Les « Bakô», ces motos faisant le transport en commun avec deux passagers et bagages, les «tchamassaires», ces camions de transport de marchandises sur lesquels s’asseyent aussi les voyageurs au risque de leur vie, et les motocyclistes mettent la main à la poche à chaque barrage. Ces barrages sont multipliés par deux ou trois pendant la «traite», c’est-à-dire l’abondante période de vente du café et du cacao durant le dernier trimestre de l’année où, en rackettant, ils s'en mettent plein les poches. 
 
Et quand, en parlementant, l’élément FRCI pense que vous voulez faire de la résistance, il menace de mettre votre moto en fourrière, …à l’état-major. Il y a donc, à Vavoua, un état-major des FRCI, c’est-à-dire un haut commandement militaire qui régente, en réalité, toutes les activités. Et les éléments des forces de l’ordre, désarmés, rasent les murs.

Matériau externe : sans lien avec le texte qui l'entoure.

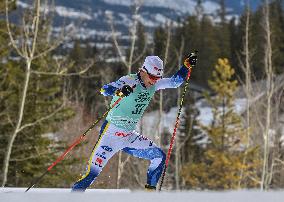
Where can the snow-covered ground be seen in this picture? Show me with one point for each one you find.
(64, 195)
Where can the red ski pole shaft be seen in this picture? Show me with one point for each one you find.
(76, 142)
(175, 129)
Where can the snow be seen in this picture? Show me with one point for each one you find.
(64, 195)
(180, 5)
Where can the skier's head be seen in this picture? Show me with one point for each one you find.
(152, 70)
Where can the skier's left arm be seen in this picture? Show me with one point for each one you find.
(179, 77)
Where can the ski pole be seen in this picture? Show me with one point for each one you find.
(176, 126)
(77, 141)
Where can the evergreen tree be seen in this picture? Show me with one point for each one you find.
(222, 162)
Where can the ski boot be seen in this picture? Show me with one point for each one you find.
(150, 188)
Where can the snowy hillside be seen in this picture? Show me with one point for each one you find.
(62, 195)
(89, 16)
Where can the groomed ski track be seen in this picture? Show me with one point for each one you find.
(122, 195)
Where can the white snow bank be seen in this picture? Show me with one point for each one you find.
(118, 196)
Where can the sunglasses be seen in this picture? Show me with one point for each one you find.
(152, 77)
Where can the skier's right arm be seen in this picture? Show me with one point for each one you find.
(114, 88)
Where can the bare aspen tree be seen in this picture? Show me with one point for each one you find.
(269, 92)
(246, 69)
(27, 46)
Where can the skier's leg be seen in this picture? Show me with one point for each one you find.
(142, 147)
(106, 146)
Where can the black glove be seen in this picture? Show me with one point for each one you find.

Et les autorités préfectorales, impuissantes, subissent le diktat des éléments FRCI. «Plus rien ne sera comme avant, ici à Vavoua,» me confie, fataliste, un responsable sous-préfectoral qui déplore que, «malgré la fin de la guerre et le retour de la paix», le département reste encore une sorte de no man’s land où les FRCI et autres apparentés font, impunément, la pluie et le beau temps.